Jessica Kellgren-Fozard

Carnival of Aces – Call for Submissions – Performance and Play

This is a belated call for submissions after I volunteered several days into the month for the Carnival of Aces. April’s round-up post was posted a few days ago by luvtheheaven. On that note, I urge you to volunteer to host future months, because right now there isn’t a line-up for the next few months, as there has been in the past. Go to the masterpost and sign up!

Asexuality and Gender At Play

I have been brooding over a topic that for me is intimately connected to my asexual and queer identities. That of gender performance and – having a greater awareness of my asexuality – how it has become a source of play, of joy, even as cisgender person. I am also starting to become aware how personal and unique experiences on this topic can be, a source of stress, doubt, but also self-discovery, defiance. I am also new to this so I while I love to hear stories on this topic, I don’t properly know how to ask you to share your experiences, if you want to, except to take the following words and ask how they connect for you:

Asexual (and Queer) Identities and (Gender) Perfomance and Play.

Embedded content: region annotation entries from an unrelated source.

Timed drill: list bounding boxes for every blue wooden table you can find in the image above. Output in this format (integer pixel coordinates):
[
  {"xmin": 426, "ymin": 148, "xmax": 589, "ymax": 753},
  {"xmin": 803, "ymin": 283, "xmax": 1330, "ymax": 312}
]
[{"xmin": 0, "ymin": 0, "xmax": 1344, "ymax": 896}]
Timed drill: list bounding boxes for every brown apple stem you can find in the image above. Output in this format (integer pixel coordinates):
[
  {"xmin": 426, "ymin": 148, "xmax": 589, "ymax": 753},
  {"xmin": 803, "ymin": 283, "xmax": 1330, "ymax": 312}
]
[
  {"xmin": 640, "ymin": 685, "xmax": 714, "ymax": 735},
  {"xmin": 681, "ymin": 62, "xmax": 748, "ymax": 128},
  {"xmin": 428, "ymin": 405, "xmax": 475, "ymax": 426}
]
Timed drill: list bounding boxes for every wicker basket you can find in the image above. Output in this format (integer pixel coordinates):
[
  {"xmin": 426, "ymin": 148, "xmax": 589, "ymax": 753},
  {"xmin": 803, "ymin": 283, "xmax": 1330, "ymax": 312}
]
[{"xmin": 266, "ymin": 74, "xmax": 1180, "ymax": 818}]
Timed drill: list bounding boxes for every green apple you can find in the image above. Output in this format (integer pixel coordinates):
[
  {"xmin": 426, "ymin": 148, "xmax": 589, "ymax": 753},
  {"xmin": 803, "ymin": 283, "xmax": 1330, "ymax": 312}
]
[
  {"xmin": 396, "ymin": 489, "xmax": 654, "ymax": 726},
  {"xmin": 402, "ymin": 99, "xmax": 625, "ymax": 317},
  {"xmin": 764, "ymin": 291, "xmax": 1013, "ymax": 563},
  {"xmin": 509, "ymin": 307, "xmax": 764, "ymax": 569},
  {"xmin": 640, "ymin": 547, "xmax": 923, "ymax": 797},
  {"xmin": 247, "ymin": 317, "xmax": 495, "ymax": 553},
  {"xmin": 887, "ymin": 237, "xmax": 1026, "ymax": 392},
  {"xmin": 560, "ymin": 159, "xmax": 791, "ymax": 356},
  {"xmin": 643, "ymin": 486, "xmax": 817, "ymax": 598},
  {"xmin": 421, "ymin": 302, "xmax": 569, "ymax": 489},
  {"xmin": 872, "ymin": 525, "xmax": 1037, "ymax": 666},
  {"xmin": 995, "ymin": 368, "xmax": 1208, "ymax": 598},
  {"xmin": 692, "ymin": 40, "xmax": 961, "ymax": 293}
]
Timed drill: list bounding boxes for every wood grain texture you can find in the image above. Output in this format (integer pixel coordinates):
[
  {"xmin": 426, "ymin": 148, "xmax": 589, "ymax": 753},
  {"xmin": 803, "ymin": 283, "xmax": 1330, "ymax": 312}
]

And offer up some possible directions to take it:

Asexy and I Know It – attention to appearance, dress, make-up can be for one’s own pleasure, not to attract others.

Beyond the Binary – stepping outside of the two set gender roles as an enriching or necessary step, in having given orientation(s) and/or gender identity.

Expression and Experience – are (a)sexuality and gender when in play more about internal experience or outward expression?

Gender and Sexualisation – does conveying a degree of masculinity or femininity necessarily sexualise one’s gender performance?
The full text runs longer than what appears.